What the old nurse said was what everybody thought. Even Simon Grieve shook his head, and did not like it.

But Lady Ker did not give up hope. She sent horsemen through all the countryside: up Tweed to the Crook, and to Talla; up Yarrow, past Catslack Tower, and on to the Loch of St Mary; up Ettrick to Thirlestane and Buccleuch, and over to Gala, and to Branxholme in Teviotdale; and even to Hermitage Castle, far away by Liddel water.

They rode far and rode fast, and at every cottage and every tower they asked, ‘Has anyone seen a boy in green?’ But nobody had seen Randal through all the countryside. Only a shepherd lad, on Foulshiels Hill, had heard bells ringing in the night, and a sound of laughter go past him, like a breeze of wind over the heather.

Days went by, and all the country was out to look for Randal. Down in Yetholm they sought him, among the gypsies; and across the Eden in merry Carlisle; and through the Land Debatable, where the robber Armstrongs and Grahames lived; and far down Tweed, past Melrose, and up Jed water, far into the Cheviot Hills.
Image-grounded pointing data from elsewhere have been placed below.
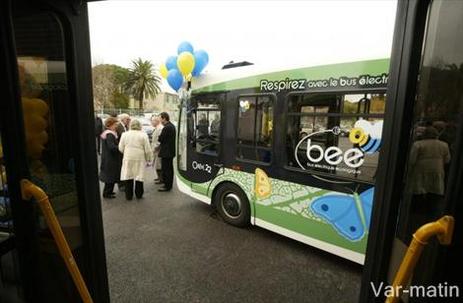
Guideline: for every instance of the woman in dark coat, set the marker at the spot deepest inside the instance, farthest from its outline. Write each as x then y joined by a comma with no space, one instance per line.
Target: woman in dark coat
110,168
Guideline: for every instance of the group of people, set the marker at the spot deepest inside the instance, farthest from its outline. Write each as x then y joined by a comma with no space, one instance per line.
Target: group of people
126,152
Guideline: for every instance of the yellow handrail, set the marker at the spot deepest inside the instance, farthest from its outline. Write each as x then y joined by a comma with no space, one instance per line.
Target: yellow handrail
442,228
30,190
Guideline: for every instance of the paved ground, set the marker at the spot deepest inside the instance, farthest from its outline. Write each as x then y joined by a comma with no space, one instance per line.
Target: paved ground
169,247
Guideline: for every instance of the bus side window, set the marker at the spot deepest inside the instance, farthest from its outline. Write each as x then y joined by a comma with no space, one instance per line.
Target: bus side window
255,128
317,122
207,126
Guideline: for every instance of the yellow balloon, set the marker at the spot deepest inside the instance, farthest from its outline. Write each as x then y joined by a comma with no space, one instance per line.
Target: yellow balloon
186,63
163,70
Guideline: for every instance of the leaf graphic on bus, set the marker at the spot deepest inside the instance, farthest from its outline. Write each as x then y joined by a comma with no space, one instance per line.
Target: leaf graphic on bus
263,188
348,214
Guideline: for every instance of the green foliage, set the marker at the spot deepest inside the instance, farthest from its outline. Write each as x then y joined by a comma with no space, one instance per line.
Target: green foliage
120,100
143,81
109,82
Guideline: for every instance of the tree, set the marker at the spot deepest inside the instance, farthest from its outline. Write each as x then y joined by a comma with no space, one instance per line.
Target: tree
109,83
144,81
120,100
103,85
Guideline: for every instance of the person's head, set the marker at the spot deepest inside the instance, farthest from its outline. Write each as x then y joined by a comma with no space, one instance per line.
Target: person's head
155,120
111,123
430,133
164,117
135,125
125,118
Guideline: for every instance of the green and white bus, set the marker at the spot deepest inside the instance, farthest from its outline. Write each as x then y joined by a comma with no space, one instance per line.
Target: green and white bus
292,151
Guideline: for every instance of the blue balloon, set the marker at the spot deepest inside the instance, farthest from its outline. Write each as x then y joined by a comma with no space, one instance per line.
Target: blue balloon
175,79
185,46
171,62
201,60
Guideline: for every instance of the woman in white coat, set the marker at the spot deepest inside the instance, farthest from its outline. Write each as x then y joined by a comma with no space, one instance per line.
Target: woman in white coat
134,145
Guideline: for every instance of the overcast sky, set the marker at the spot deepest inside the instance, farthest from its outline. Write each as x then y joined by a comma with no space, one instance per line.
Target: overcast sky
269,33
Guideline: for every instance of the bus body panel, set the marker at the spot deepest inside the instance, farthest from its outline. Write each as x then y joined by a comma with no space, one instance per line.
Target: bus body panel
330,211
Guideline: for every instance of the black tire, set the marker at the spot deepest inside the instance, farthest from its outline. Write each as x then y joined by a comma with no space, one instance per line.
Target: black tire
232,205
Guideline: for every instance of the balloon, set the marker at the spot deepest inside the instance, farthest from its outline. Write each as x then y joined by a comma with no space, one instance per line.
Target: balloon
185,46
175,79
163,70
201,60
171,62
186,63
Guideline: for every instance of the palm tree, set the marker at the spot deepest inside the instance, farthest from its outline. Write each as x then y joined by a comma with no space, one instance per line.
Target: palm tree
144,81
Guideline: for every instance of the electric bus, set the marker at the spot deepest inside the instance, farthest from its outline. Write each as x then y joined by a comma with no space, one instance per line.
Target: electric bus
293,151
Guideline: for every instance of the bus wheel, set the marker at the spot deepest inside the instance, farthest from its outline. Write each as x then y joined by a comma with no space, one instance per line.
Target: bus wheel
232,205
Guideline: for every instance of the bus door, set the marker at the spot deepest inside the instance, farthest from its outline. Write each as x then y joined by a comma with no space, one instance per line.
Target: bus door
204,135
421,173
47,136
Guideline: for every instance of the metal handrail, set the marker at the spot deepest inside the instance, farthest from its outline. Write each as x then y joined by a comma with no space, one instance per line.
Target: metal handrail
30,190
443,229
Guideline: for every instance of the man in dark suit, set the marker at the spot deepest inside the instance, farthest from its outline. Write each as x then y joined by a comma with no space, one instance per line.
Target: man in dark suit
98,130
167,151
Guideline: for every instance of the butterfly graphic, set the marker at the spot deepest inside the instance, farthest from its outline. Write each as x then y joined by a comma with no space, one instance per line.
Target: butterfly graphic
349,214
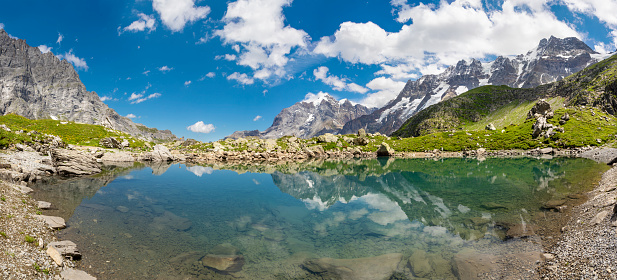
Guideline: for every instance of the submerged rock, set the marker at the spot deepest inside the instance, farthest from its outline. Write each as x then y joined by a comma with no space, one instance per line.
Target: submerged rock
52,222
67,249
173,221
385,150
223,263
74,162
379,267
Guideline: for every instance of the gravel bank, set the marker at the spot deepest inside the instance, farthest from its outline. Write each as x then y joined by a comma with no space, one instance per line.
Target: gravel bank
23,238
588,246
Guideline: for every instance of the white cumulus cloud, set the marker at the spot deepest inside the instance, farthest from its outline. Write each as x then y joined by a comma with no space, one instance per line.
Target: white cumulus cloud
79,63
201,127
145,22
603,10
165,69
137,98
339,84
385,89
175,14
44,48
257,30
444,34
241,78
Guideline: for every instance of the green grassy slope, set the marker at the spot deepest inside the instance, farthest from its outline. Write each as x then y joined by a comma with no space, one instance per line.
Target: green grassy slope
69,132
595,86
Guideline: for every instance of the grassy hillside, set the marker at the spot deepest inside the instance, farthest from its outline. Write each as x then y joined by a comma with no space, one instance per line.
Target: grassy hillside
69,132
595,86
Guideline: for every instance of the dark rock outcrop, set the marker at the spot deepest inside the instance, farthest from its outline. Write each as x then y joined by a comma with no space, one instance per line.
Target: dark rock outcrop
74,162
40,86
551,61
310,118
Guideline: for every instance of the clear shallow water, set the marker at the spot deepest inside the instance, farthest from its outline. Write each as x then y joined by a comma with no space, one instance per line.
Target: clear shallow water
430,216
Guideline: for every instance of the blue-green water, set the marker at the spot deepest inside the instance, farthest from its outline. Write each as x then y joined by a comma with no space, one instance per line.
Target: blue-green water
158,222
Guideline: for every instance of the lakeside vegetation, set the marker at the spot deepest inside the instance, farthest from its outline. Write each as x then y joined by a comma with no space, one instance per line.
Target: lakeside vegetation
24,130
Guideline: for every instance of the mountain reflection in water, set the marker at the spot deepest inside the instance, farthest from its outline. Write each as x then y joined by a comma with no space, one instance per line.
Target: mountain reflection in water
440,219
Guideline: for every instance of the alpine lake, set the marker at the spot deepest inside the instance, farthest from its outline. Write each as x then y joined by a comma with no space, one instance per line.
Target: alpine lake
381,218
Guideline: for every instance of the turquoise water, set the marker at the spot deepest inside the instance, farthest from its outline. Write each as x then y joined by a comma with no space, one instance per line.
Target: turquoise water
280,222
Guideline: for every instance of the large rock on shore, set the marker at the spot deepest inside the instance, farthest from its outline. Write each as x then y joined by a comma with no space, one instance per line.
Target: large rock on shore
379,267
385,150
74,162
160,153
117,157
224,263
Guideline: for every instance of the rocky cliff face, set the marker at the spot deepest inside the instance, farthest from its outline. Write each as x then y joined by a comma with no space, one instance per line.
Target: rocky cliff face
315,116
40,86
551,61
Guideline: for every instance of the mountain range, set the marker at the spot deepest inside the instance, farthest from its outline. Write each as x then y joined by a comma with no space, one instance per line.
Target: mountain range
316,115
552,60
38,85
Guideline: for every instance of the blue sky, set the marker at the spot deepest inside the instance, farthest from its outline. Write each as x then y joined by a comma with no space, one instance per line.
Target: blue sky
204,69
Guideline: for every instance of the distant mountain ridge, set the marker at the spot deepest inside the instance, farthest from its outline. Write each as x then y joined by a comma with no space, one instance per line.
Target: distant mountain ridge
319,114
41,86
551,61
593,87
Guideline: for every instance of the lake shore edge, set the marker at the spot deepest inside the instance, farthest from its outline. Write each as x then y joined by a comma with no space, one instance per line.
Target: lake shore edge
550,268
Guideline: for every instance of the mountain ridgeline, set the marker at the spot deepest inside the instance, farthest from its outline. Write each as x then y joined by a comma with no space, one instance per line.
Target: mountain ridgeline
309,118
594,86
552,60
40,86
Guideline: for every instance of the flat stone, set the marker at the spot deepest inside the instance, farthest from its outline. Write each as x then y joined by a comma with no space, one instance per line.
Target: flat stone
554,204
599,217
66,248
44,205
224,263
520,231
55,255
379,267
469,265
75,274
23,189
52,221
419,263
548,257
493,206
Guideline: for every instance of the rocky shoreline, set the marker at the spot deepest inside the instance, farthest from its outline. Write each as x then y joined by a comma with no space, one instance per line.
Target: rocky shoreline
586,248
590,230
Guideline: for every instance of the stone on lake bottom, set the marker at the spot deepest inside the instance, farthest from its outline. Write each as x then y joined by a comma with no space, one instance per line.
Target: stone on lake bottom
66,248
379,267
599,217
53,222
55,255
74,274
224,263
44,205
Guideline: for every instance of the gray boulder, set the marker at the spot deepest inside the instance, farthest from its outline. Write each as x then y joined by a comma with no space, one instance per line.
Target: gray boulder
385,150
117,157
111,142
160,153
74,162
541,108
327,138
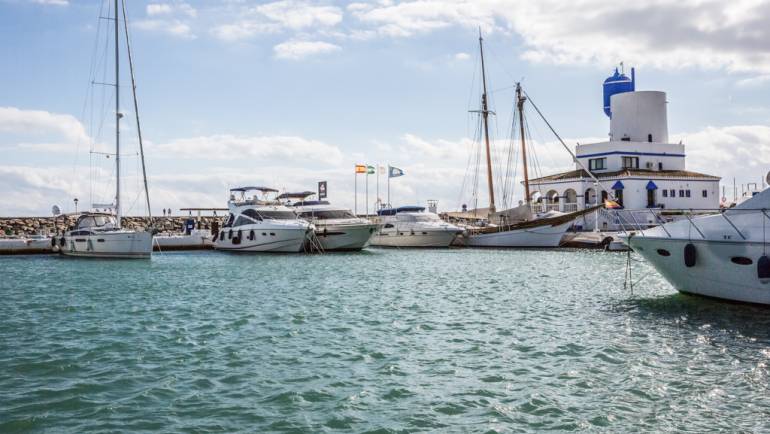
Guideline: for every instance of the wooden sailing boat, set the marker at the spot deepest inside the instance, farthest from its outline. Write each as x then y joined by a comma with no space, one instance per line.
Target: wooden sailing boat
100,234
529,231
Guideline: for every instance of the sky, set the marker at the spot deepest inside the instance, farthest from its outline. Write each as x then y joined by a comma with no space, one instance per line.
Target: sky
288,93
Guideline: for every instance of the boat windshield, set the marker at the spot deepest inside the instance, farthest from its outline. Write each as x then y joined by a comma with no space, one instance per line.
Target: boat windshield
328,214
95,221
277,215
417,217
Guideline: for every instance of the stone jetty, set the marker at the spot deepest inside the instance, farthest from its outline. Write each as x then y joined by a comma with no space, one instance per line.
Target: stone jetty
26,226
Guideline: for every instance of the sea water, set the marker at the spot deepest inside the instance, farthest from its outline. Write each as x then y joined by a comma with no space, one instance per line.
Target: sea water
455,340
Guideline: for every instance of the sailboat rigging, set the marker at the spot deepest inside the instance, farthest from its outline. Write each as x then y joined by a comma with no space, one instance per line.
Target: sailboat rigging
100,234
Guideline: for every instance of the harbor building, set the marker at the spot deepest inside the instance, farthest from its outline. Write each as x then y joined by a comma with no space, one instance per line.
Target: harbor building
645,172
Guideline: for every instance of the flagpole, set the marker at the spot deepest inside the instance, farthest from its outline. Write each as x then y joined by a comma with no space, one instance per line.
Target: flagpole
367,191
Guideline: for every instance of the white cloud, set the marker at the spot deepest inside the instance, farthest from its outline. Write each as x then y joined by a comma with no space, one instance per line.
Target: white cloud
709,34
39,125
171,27
179,8
296,50
295,149
52,2
274,17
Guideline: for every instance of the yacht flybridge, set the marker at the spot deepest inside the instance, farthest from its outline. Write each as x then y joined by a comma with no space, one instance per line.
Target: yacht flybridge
412,226
336,228
724,255
259,223
100,234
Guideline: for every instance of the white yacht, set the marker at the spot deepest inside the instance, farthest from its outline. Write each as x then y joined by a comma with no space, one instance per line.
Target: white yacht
411,226
260,224
99,234
336,228
722,255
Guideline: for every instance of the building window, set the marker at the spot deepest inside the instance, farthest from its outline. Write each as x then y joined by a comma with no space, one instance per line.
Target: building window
630,162
597,164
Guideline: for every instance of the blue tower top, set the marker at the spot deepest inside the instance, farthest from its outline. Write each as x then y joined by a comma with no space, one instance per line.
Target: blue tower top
617,83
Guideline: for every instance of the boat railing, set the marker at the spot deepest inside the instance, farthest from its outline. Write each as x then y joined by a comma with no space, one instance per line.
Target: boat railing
629,223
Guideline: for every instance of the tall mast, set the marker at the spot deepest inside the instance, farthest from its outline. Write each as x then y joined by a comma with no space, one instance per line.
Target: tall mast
485,114
520,105
117,117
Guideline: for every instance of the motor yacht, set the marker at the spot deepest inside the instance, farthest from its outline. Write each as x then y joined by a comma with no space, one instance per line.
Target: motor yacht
722,255
336,228
412,226
258,223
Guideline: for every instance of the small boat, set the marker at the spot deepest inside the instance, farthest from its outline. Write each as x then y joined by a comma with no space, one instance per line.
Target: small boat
411,226
519,226
336,228
99,234
261,224
723,255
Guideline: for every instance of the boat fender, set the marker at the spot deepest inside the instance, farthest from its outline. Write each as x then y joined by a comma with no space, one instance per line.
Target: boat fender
689,255
763,269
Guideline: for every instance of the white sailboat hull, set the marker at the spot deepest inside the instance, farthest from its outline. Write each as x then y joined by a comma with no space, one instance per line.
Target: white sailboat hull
108,244
279,240
344,237
714,274
435,238
538,236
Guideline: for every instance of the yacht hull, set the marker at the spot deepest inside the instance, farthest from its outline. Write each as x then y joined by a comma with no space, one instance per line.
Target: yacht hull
414,239
118,244
265,240
537,236
714,273
345,237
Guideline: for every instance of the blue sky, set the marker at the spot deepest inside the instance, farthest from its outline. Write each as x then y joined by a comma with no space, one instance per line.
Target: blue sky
290,92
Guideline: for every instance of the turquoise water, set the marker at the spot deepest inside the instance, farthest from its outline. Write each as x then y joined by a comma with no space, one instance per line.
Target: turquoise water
379,341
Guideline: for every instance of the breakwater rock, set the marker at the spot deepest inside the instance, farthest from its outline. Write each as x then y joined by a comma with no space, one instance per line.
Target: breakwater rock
20,226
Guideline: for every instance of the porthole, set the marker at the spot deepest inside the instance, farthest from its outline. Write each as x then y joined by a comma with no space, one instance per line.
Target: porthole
741,260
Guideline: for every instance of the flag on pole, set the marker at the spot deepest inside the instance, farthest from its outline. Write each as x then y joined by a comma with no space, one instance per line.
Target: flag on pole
394,172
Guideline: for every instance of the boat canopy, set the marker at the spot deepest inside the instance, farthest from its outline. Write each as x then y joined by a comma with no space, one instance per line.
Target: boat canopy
262,189
310,203
394,211
298,195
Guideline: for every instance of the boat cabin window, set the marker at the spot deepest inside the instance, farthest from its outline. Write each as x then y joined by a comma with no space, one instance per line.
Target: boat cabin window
277,215
328,214
230,220
251,213
90,221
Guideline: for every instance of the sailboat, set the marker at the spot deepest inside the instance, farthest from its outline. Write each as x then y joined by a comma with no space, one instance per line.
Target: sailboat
100,234
516,227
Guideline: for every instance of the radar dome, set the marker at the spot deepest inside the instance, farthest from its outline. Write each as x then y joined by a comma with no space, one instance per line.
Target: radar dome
617,83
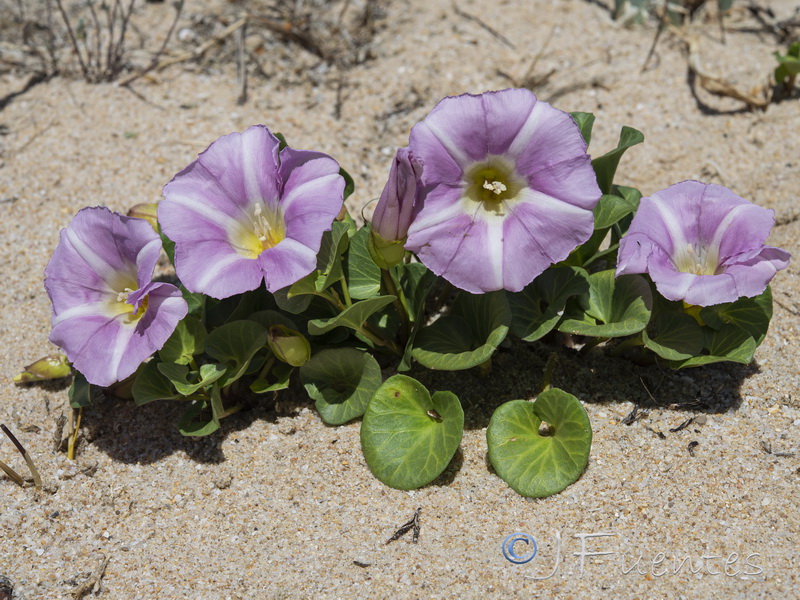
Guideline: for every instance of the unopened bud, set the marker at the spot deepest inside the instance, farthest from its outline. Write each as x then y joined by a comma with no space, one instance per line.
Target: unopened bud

But there never came any word of Randal. He had vanished as if the earth had opened and swallowed him. Father Francis came from Melrose Abbey, and prayed with Lady Ker, and gave her all the comfort he could. He shook his head when he heard of the Wishing Well, but he said that no spirit of earth or air could have power for ever over a Christian soul. But, even when he spoke, he remembered that, once in seven years, the fairy folk have to pay a dreadful tax, one of themselves, to the King of a terrible country of Darkness; and what if they had stolen Randal, to pay the tax with him!

This was what troubled good Father Francis, though, like a wise man, he said nothing about it, and even put the thought away out of his own mind.